What Crouch thought about that doesn’t make any difference in what I think about them.
[The set of minutes] doesn’t show that Mr. Schnepfe approved of anything. It does indicate the Minutes show he registered no objection. I think that’s different.
He [Crouch] is here. I guess you can call him. All right. Go ahead. Frankly, I don’t think it makes any difference.
How would that [the Crouch settlement] affect this man [Schnepfe]?
I don’t think that’s an estoppel against Schnepfe [referring to there being no objection registered in the minutes by Schnepfe to the Crouch settlement]____ Nor is there any waiver.

The interpretation of an ambiguous contract becomes a question of fact.
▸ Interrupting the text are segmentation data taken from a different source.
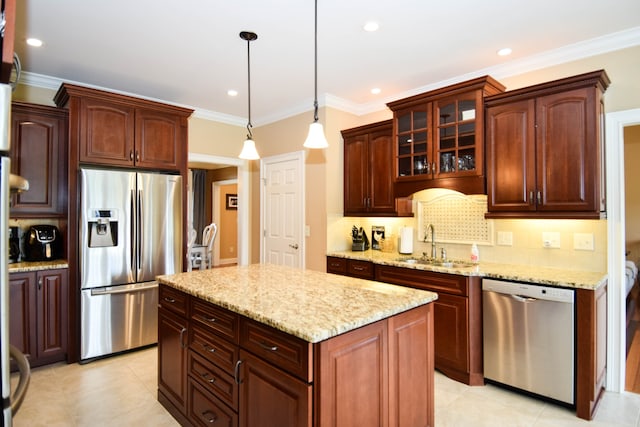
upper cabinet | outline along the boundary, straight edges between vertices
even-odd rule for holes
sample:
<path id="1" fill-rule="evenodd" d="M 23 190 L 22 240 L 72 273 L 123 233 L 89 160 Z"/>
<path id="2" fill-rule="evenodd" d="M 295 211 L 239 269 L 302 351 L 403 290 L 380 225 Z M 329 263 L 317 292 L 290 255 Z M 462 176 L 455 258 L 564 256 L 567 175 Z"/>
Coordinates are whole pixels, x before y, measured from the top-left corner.
<path id="1" fill-rule="evenodd" d="M 434 187 L 485 193 L 484 97 L 502 91 L 485 76 L 387 104 L 396 196 Z"/>
<path id="2" fill-rule="evenodd" d="M 609 83 L 600 70 L 487 98 L 488 218 L 601 217 Z"/>
<path id="3" fill-rule="evenodd" d="M 0 44 L 0 83 L 9 83 L 13 68 L 16 31 L 16 0 L 2 0 L 2 43 Z"/>
<path id="4" fill-rule="evenodd" d="M 66 110 L 12 103 L 11 172 L 29 181 L 29 191 L 11 197 L 12 218 L 66 216 L 66 156 Z"/>
<path id="5" fill-rule="evenodd" d="M 154 170 L 186 164 L 192 110 L 66 83 L 55 101 L 71 111 L 81 164 Z"/>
We cannot say thht the trial judge was clearly erroneous in declining to accord controlling weight to the evidence concerning the Crouch settlement.

JUDGMENT OF THE CIRCUIT COURT FOR BALTIMORE COUNTY AFFIRMED. COSTS TO BE PAID BY THE APPELLANT. 
      
      . The agreement contains a continuation provision by which "[t]he addition, retirement, withdrawal or removal of any parties to this agreement at any time during its life shall not dissolve or terminate this partnership or create a new partnership in any way.” A. Bromberg, Crane & Bromberg on Partnership, at 419 (1968) points out that where the partnership agreement contains a continuation provision “the principal consequence of dissolution [namely, forced liquidation] is properly avoided, [so that] it makes little sense to say there is a dissolution, especially where the agreement says there is not. On the other hand, little harm results other than the waste of a concept.” [Footnote omitted.] Thus, we shall use "Firm” without regard to changes in the number or identity of the persons who continued to carry on the practice of accountancy under the same name.
     
      
      . The plaintiffs in the action below were both Howard A. Schnepfe, individually, and Howard A. Schnepfe, P.A. An addendum of January 1, 1983, to the partnership agreement states the professional corporation is the partner in the Firm. In this opinion the term "Schnepfe” refers either to the individual or to the professional corporation, as appropriate to the context.
     
      
      . A footnote to the balance sheet further explains the item, as follows: Long-Term Retirement Liability
      The partnership agreement provides for retirement payments to partners calculated as specified in the agreement. Any such liability becomes fixed upon the partners reaching age 65 if other requirements are met as stated in the agreement.
      The liability included in the financial statements represents the net present value (discounted at 6%) of the balance to be paid by the partnership. The accrued retirement liability is payable in monthly installments ranging from $1,150 to $2,380 over a period of 3—10 years. The annual payments required for each of the next five years are as follows: $68,245—1985 through 1987; $63,808—1988 and $56,933—1989.
     
      
      . The money judgment entered March 31, 1986, did not adjudicate Schnepfe's claim for breach of contract in its entirety. At that time the full payout on accounts receivable for all of calendar 1986 was unknown. Schnepfe’s complaint, however, included a claim for a declaratory judgment on the interpretation dispute. He asked the circuit court to determine the amount of the Firm's expenses, within the meaning of ¶ 18 of the partnership agreement, as of December 31, 1984. The trial court included its declaration of the amount of those expenses in the March 31, 1986, judgment and then certified the judgment under Maryland Rule 2-602(b). As a result the claim for declaratory judgment has been adjudicated in its entirety and the judgment is appealable.